I've investigated this for a while; here's what I found.
I investigated the stall in test.integ.client.connection, which I see with Python >= 3.6 but not Python <= 3.5. I used a hacked up version of stem and a hacked up version of tor that logged a bunch of extra information. I found that the buggy behavior, from Stem's point of view, is that Tor accepted a VERSIONS cell but never replied.
From Tor's point of view, however, Stem negotiated a v1 link connection with it, and so there is no such thing as a variable-length cell or a VERSIONS cell.

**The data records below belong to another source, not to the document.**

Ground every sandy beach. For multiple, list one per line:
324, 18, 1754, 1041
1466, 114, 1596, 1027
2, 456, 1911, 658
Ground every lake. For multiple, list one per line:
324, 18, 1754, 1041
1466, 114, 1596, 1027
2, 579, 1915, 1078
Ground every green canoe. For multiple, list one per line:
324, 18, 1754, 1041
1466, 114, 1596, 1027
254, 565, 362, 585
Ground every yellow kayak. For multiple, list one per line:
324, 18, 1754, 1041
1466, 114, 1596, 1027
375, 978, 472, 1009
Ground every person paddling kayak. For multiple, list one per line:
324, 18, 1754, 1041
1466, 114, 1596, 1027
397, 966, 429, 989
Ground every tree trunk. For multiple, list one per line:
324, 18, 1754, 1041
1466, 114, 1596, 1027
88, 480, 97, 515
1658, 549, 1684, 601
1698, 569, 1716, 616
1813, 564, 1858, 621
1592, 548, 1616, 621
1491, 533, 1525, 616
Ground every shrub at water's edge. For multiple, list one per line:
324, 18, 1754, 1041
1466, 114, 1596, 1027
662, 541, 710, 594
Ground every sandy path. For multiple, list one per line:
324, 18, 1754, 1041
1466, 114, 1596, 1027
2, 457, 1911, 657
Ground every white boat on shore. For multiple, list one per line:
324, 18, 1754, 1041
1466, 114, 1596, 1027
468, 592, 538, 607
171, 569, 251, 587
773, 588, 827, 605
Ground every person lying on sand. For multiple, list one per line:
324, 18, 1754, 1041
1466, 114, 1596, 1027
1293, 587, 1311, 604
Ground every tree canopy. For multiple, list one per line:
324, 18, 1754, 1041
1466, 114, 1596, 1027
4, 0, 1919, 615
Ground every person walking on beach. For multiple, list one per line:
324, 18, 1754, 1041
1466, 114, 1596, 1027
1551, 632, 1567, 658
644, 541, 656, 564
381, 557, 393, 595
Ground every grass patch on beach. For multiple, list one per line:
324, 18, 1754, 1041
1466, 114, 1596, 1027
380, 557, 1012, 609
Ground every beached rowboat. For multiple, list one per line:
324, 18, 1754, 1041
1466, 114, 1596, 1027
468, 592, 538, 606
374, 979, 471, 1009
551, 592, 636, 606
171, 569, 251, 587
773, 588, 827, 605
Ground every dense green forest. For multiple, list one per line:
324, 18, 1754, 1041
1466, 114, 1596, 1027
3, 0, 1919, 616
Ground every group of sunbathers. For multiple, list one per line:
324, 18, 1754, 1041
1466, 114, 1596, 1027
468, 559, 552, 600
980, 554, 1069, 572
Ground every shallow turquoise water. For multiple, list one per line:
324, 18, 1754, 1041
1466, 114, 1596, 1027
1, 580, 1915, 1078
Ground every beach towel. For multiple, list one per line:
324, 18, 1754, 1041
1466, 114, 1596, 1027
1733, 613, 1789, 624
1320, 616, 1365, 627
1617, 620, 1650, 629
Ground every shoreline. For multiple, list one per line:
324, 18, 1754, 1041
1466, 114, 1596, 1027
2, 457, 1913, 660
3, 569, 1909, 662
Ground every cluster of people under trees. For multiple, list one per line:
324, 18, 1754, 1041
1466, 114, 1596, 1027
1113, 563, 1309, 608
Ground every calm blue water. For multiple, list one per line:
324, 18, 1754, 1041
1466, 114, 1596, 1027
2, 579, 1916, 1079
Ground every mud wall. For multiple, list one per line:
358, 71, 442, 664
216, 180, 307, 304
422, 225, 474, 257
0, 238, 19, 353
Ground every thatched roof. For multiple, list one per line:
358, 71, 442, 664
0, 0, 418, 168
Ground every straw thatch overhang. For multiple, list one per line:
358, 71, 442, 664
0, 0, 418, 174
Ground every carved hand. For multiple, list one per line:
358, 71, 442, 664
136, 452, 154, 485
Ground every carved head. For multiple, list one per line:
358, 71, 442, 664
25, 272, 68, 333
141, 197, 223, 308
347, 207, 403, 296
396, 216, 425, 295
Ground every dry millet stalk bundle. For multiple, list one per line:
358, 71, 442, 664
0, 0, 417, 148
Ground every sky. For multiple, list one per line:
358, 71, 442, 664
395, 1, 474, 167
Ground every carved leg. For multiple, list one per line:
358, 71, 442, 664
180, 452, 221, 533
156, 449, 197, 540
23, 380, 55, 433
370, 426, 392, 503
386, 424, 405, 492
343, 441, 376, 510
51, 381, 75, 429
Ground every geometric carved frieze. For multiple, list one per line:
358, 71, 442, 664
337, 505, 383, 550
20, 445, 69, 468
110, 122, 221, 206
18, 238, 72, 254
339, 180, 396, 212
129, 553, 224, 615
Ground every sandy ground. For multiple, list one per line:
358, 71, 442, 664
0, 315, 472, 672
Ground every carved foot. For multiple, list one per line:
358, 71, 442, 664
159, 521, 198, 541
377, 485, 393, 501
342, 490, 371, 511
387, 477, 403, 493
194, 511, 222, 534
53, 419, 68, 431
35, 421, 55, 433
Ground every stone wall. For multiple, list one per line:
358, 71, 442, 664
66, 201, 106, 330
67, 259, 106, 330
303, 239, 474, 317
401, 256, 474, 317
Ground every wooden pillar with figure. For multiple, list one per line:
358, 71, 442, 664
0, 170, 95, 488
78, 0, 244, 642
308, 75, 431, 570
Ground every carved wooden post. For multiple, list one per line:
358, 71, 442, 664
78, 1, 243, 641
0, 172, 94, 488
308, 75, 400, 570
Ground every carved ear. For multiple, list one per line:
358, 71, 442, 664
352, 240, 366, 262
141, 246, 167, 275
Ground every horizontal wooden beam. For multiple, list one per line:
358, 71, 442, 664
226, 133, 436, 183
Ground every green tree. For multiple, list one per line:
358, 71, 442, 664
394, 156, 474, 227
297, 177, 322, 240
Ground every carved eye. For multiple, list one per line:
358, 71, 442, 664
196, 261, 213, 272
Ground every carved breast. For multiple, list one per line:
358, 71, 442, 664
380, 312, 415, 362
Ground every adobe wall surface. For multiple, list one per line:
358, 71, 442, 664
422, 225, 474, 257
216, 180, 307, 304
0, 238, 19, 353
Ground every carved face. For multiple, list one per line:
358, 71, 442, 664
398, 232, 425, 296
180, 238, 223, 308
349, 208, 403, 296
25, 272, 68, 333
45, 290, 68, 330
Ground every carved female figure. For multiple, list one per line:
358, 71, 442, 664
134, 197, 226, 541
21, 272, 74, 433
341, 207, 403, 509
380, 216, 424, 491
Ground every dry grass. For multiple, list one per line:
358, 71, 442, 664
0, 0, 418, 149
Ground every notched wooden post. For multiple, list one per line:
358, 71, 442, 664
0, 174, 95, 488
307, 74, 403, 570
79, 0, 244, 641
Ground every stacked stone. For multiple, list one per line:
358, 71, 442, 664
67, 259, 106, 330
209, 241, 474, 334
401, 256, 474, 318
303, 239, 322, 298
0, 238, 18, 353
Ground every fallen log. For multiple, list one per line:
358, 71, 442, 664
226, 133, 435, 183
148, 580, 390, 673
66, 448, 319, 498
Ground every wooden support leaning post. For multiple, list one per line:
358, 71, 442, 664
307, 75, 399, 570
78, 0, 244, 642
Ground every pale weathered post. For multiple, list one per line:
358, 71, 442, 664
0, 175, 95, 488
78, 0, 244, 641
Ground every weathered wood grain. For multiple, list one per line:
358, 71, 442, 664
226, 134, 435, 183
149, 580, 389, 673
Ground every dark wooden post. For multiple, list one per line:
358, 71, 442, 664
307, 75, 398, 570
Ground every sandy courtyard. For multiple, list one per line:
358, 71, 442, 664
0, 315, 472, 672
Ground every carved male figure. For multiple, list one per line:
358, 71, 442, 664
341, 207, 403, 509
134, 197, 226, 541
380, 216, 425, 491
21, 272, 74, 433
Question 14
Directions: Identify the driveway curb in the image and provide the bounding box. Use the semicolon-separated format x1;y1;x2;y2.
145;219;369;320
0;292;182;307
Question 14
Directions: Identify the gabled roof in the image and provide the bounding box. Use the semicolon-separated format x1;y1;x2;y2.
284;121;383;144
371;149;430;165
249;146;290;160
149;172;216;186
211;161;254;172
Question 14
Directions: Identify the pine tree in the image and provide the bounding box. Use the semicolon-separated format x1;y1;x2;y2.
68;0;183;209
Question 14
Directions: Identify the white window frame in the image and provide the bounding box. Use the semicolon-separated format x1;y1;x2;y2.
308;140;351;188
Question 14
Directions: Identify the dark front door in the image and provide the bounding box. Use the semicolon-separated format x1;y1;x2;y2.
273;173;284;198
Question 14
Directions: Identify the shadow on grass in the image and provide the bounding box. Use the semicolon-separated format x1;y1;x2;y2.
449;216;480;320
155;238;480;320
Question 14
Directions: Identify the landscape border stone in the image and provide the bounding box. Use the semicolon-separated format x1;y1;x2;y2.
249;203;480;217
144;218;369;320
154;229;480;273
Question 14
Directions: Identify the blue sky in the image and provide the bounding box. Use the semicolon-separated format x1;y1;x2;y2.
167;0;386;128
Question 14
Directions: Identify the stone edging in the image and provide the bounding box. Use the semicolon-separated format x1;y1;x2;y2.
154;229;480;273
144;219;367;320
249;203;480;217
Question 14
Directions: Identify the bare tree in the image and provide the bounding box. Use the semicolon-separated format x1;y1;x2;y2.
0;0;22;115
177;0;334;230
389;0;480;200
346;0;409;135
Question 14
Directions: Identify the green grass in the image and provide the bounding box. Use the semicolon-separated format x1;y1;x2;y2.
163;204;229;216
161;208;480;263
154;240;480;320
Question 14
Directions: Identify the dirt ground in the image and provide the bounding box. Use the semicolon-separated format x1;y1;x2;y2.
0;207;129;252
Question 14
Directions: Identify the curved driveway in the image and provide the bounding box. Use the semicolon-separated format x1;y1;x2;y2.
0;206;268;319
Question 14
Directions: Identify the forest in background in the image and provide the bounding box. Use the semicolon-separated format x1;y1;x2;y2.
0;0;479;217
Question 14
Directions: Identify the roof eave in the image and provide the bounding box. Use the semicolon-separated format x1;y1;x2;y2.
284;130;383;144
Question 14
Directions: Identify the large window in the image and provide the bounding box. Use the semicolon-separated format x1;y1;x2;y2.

Why does Tor think that stem negotiated a v1 link connection? It decides this in tor_tls_server_info_callback(), when it first calls tor_tls_client_is_using_v2_ciphers(). For some reason, SSL_get_client_ciphers() returns null at this point, meaning "the client has declared no ciphers" and convincing tor that the v1 link protocol is in use. This result of scanning the ciphers is cached through subsequent calls. If I remove the code in Tor that caches this result, then the stem test passes, since later calls to SSL_get_client_ciphers() do in fact return non-NULL.
Why does SSL_get_client_ciphers() return NULL for python3.6, but not python3.5?
When Python 3.5 is in use, the session_secret_cb function is invoked before the tor_tls_server_info_callback() function triggers cipher classification, and at that point, the ciphers are set. When Python 3.6 is in use, the tor_tls_server_info_callback() function is hit twice early on to hit cipher classification: once with the ciphers not set, and then later with the ciphers set.
I have a fix for this issue that works for me in #30021 (moved). I do not completely understand why this issue occurs with Python 3.6's usage of openssl, however.